И ещё памятна была ему его атака. Он видел себя как бы со стороны, в чудовищном напряжении плоти и духа с искажённым от ярости лицом набегавшего на изрыгающие фиолетовый металл задымлённые немецкие окопы…
В те неповторимые по своему ожесточению мгновения, предшествовавшие удару в грудь (как и во время боя под Тулой, в дзоте), в голове у него не было ни одной мысли о том, чтобы повернуть назад — тогда он не жалел себя, не помнил себя, не принадлежал себе. И поэтому, глядя на людей в гимнастёрках с сорванными петлицами, вспомнивших о себе, пожалевших себя, повернувших назад или покинувших свои окопы и дзоты без приказа, Колька не испытывал к ним сожаления. Память о чудовищных ночных болях в госпитале, которыми он заплатил за свой бестрепетный бег к немецким окопам, лишала его жалости и снисхождения.
И как бы в наказание за то, что при зачислении в комендантский взвод он, заполняя документы, не упомянул о двух своих судимостях, как бы в отместку за этот обман, случилась с Николаем Крысиным беда. Его «украла» из боевого охранения их части группа немецких диверсантов, рыскавшая в ближних тылах наших передовых частей в поисках «языка».
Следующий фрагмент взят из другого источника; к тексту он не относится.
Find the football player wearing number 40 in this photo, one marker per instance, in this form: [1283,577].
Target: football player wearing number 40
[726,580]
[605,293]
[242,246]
Трибунал, находившийся в тот день в нескольких километрах от передовой, остановился на ночлег в деревне, расположенной на берегу небольшой речушки. Крысин, добровольно вызвавшийся идти в ночной караул в неглубокую ложбину около самой воды, тайно захватил с собой фляжку со спиртом. Сделал несколько глотков, чтобы согреться, и… забылся на мгновение, провалился в усталую секундную дремоту.
Беззвучный удар сапёрной лопаткой плашмя по шапке-ушанке был таким оглушающим, что Николай потерял сознание, не просыпаясь. Его сволокли к лодке, благополучно переправили на другой берег, долго несли по оврагам и впадинам, перетащили под треск автоматных очередей через передний край, и только в немецком офицерском блиндаже, когда ему сунули в нос кусок марли, густо смоченной нашатырём, он наконец очухался и окончательно пришёл в себя.
Сначала он долго не мог понять, где находится… Немецкие мундиры вокруг воспринимались как сон, как фантастический бред с похмелья. Но постепенно до Крысина дошла страшная реальность происходящего. И тогда он заплакал — от обиды, бессилия и злости, от кошмарной, недоступной пониманию перемены своего положения, от невоспринимаемого по своей быстроте перепада состояний, от почти мгновенного, в буквальном смысле этого слова, перенесения из одной действительности в другую, противоположную.
По документам немцы сразу поняли, что перед ними нестроевой. Несколько вопросов подтвердили неудачу взятия «языка»: пьяноватый русский сержант, совершенно нелогично оказавшийся в данном районе, ничего не знал о том, что интересовало немецкое командование именно на этом участке.